One In Six Months

Answer: If your property were destroyed by fire, your lender would lose most of the security for its loan. Same thing if the place were sold at auction for unpaid taxes. So they want to make sure your insurance premiums and tax bills are paid on time. That's why they're collecting extra money from you every month, and paying the bills on your behalf.

Establishing that escrow account wasn't your choice. It was required as a condition of granting your loan. I've heard it's sometimes possible to change the arrangement later, but I'll bet it isn't easy.

In some states and for certain kinds of loans, lenders are required to pay a small rate of interest on the money being held. It never amounts to much. And frankly, given how little interest you could expect these days if you stashed that money in your own savings account, the whole thing isn't really worth fretting about.

Divorce And Mortgage

Edith: My daughter just went through a divorce and she is keeping the house.
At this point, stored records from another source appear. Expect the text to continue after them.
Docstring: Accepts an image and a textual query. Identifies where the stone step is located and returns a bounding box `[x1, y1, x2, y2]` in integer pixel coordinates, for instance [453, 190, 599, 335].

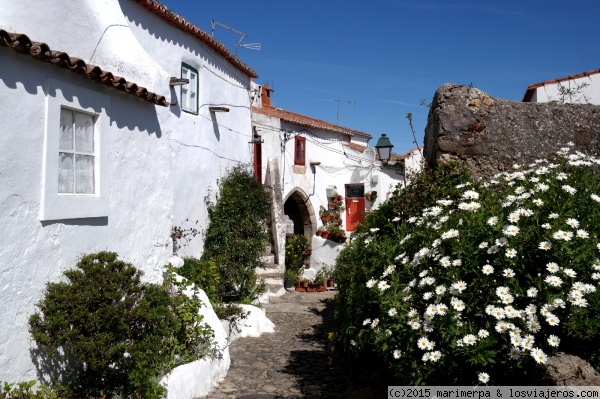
[256, 269, 285, 280]
[260, 254, 275, 264]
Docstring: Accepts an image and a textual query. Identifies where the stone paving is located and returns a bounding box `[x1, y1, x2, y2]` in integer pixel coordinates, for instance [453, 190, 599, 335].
[205, 291, 385, 399]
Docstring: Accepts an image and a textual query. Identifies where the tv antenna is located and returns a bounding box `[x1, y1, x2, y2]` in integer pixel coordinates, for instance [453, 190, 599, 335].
[317, 97, 356, 125]
[210, 19, 261, 55]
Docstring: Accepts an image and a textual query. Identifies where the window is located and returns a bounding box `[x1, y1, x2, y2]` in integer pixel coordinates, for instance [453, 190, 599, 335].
[40, 79, 110, 220]
[294, 136, 306, 166]
[58, 108, 95, 194]
[181, 63, 198, 115]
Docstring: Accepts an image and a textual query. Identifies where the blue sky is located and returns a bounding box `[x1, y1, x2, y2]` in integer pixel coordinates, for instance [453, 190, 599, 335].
[162, 0, 600, 153]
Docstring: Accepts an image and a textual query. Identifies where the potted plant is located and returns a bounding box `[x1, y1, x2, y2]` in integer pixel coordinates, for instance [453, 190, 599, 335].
[283, 269, 300, 291]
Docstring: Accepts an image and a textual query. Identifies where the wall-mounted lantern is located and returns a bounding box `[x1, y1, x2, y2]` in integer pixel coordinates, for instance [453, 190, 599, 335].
[375, 133, 394, 163]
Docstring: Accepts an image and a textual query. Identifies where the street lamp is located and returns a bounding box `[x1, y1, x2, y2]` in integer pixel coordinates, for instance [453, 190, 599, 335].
[375, 133, 394, 163]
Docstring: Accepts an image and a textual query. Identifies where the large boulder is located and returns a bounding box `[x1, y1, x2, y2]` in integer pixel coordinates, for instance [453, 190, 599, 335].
[424, 84, 600, 178]
[537, 353, 600, 386]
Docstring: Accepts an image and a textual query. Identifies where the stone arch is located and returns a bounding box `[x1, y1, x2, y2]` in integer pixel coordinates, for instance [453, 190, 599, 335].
[283, 188, 317, 238]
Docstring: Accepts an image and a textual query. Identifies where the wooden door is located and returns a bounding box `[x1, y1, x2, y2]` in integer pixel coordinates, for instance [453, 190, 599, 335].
[254, 142, 262, 184]
[346, 185, 365, 231]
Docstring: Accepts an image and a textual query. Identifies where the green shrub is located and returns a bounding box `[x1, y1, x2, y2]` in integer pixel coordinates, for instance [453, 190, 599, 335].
[202, 165, 271, 302]
[285, 235, 310, 272]
[177, 258, 220, 304]
[335, 147, 600, 385]
[29, 252, 212, 398]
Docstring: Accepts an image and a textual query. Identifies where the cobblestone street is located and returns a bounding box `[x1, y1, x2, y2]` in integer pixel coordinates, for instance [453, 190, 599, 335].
[206, 291, 375, 399]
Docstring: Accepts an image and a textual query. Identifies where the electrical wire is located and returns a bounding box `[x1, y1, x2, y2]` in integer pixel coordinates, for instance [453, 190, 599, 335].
[171, 138, 245, 164]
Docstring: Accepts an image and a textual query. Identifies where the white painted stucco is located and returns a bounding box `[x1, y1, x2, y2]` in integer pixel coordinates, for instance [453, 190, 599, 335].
[252, 99, 404, 239]
[0, 48, 173, 381]
[121, 0, 252, 257]
[0, 0, 258, 390]
[221, 304, 275, 343]
[161, 276, 231, 399]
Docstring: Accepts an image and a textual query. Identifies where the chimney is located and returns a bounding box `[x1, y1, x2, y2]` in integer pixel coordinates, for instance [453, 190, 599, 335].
[260, 85, 275, 107]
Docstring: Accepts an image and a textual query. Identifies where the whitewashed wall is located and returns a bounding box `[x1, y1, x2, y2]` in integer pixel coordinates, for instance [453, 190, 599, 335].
[121, 0, 252, 256]
[252, 113, 403, 234]
[531, 74, 600, 105]
[0, 50, 173, 381]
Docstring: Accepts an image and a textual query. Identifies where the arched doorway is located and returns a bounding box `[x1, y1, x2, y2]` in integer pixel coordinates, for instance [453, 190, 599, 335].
[283, 188, 317, 237]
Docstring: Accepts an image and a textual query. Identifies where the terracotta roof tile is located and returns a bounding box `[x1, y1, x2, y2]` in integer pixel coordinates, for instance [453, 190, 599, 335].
[344, 143, 367, 153]
[133, 0, 258, 78]
[523, 69, 600, 102]
[0, 29, 169, 107]
[252, 107, 372, 138]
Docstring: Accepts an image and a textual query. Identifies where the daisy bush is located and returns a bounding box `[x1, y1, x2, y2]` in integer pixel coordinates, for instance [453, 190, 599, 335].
[336, 145, 600, 385]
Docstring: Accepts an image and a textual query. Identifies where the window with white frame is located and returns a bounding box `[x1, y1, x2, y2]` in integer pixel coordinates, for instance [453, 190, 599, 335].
[181, 63, 198, 115]
[58, 108, 95, 194]
[40, 79, 110, 220]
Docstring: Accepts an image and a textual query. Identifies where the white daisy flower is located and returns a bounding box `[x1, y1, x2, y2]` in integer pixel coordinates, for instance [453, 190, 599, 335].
[548, 335, 560, 347]
[577, 229, 590, 238]
[463, 334, 477, 346]
[502, 224, 519, 237]
[525, 303, 537, 315]
[566, 218, 579, 229]
[563, 269, 577, 277]
[538, 241, 552, 251]
[487, 216, 498, 226]
[544, 276, 562, 287]
[546, 262, 560, 273]
[546, 314, 560, 326]
[502, 268, 515, 277]
[429, 351, 442, 362]
[417, 337, 429, 350]
[377, 280, 390, 292]
[531, 349, 548, 364]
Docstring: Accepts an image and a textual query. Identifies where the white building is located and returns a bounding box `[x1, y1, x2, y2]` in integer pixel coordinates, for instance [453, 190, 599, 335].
[523, 69, 600, 105]
[0, 0, 257, 390]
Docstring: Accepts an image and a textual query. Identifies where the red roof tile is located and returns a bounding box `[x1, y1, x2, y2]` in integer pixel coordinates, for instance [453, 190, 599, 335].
[133, 0, 258, 78]
[344, 143, 367, 152]
[0, 29, 169, 107]
[523, 69, 600, 102]
[252, 107, 372, 138]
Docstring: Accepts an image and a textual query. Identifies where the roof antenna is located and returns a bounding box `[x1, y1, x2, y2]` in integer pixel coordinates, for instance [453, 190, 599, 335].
[211, 19, 262, 56]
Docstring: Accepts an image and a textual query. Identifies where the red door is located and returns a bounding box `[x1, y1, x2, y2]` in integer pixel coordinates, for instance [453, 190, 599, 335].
[346, 185, 365, 231]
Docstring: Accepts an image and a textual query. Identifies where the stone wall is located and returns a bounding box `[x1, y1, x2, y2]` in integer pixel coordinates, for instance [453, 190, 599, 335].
[424, 84, 600, 178]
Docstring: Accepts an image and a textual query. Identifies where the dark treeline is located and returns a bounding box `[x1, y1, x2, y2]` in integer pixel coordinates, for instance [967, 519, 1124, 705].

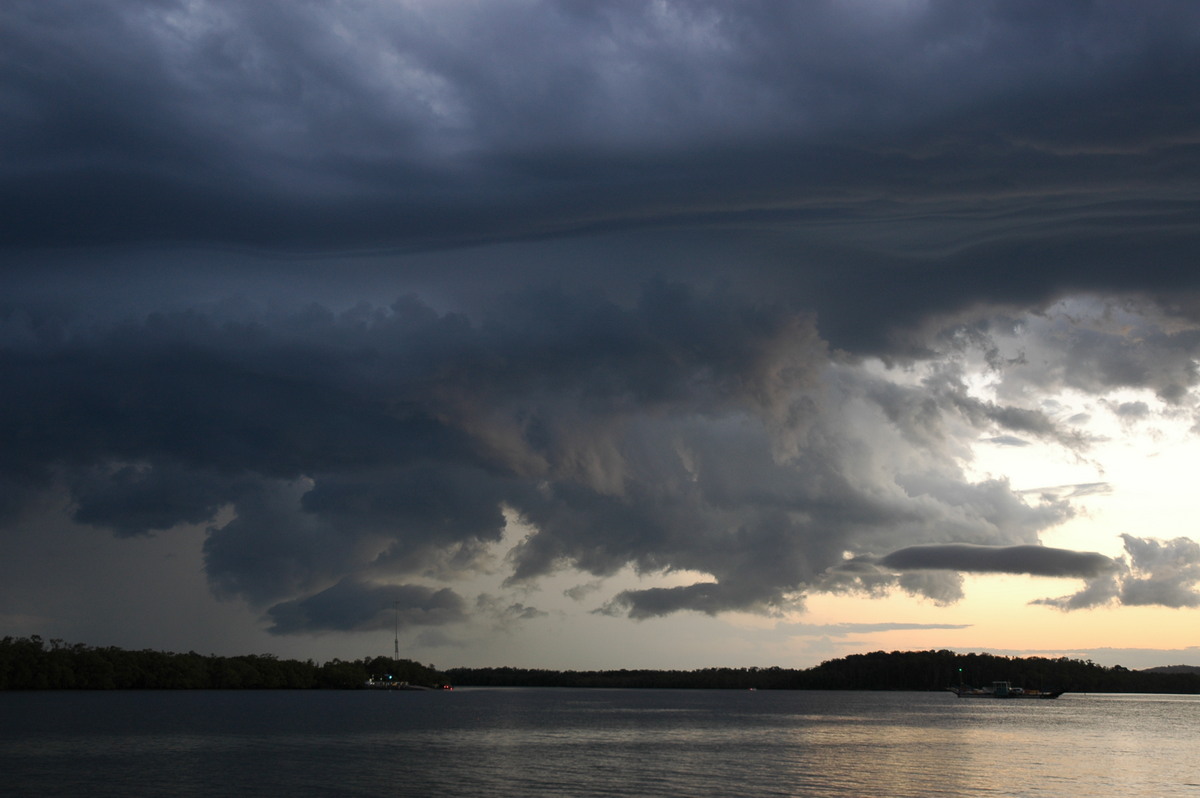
[0, 636, 1200, 694]
[446, 650, 1200, 694]
[0, 635, 444, 690]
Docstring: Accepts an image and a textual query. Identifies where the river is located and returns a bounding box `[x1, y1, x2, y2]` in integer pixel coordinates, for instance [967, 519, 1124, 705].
[0, 689, 1200, 798]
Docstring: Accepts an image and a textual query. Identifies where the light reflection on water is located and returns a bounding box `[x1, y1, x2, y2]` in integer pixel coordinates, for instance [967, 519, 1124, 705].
[0, 689, 1200, 798]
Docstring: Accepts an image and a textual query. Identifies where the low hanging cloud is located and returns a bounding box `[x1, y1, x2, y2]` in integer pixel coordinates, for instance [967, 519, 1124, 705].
[863, 534, 1200, 610]
[266, 577, 466, 635]
[878, 544, 1118, 578]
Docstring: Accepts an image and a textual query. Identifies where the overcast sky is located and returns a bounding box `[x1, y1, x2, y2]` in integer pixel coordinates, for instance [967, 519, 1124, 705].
[0, 0, 1200, 668]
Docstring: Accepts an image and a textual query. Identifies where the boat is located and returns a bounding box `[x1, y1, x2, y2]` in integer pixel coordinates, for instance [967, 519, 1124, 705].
[949, 682, 1066, 698]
How does she keep the present mortgage with having to re-finance? I think I had read this in your column several months ago and you said it was quite easily done. --D.H.

Answer: If both of them were originally responsible for the mortgage loan, then both of them still are, whether they're both owners or not. I don't know whether their divorce papers have anything to say about your daughter's obligations. But as far as the lender is concerned, she doesn't need to take any action. The mortgage company simply wants someone to make the monthly payments on time.

If your daughter can't do that comfortably, then she shouldn't have agreed to keep the house, because she'd be asking for trouble -- but that's a different topic!